Güneş'in yarın doğacağını nereden biliyorsunuz? Buzun kaygan olduğunu, ocağa yanan kibrit yaklaştırdığımızda gazın alev alacağına olan inancımızı doğrulayan nedir?
Güneş ve yıldızlar gibi dokunamadığımız şeyleri nasıl anlamaya çalışırız ve görülmelerini sağlayacak ışığı bile yaymayan, fizikçilerin karadelik, kara madde ve kara enerji olarak bahsettikleri nesneleri nasıl anlayabiliriz? Bu soruların cevaplarını bilim insanlarının zihinlerinde oluşturdukları üç dünya arasındaki bir yolculuk yardımıyla bulmaya çalışacağız.

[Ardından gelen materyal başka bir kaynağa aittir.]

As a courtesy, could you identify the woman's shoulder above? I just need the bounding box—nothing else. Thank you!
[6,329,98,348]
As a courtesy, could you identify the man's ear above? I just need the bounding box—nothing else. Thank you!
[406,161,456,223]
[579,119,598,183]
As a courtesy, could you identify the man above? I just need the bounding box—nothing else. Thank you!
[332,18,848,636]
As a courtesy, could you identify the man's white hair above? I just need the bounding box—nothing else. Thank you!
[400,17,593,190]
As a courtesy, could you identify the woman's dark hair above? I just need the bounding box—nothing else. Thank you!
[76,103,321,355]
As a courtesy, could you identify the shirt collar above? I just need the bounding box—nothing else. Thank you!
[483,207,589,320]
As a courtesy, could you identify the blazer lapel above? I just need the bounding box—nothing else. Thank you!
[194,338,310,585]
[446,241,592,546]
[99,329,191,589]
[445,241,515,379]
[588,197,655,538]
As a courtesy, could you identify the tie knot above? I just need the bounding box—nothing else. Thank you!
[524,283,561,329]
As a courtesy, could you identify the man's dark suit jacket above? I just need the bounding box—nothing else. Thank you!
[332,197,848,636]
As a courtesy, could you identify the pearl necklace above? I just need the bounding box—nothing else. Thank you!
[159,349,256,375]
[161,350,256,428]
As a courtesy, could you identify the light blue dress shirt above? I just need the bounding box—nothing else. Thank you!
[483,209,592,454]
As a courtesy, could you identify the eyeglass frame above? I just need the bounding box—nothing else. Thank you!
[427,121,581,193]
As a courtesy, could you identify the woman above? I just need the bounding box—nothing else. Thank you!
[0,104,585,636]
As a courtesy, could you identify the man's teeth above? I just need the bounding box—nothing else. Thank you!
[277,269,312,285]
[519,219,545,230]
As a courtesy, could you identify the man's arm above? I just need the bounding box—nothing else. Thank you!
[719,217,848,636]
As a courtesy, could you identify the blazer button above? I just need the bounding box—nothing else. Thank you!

Gördüğümüz dünya, keşfedebileceğimiz dünya ve bildiğimizi düşündüğümüz dünya.
Üç adımda evrenin gizemlerini gözler önüne seren bu kitapta, üç farklı mecazi evren yer almaktadır: algılanan evren, saptanan evren ve teorik evren. Bu üç evrenin etkileşimiyle bilimsel dünya görüşü oluşur. Algılanan evren her gün deneyimlediğimiz dünyadır.
Gördüğümüz, duyduğumuz, kokusunu aldığımız, dokunabildiğimiz, tadabildiğimiz ve bu duyulardan hissettiklerimizi hatırlayabildiğimiz dünyadır. Aklımızın, zamanının büyük bir kısmını geçirdiği dünyadır. Aslında algıladığımız evrende yaşıyormuşuz gibi görünüyor olabilir; fakat gerçekte her gün bu dünyanın sınırlarına ulaşıyoruz.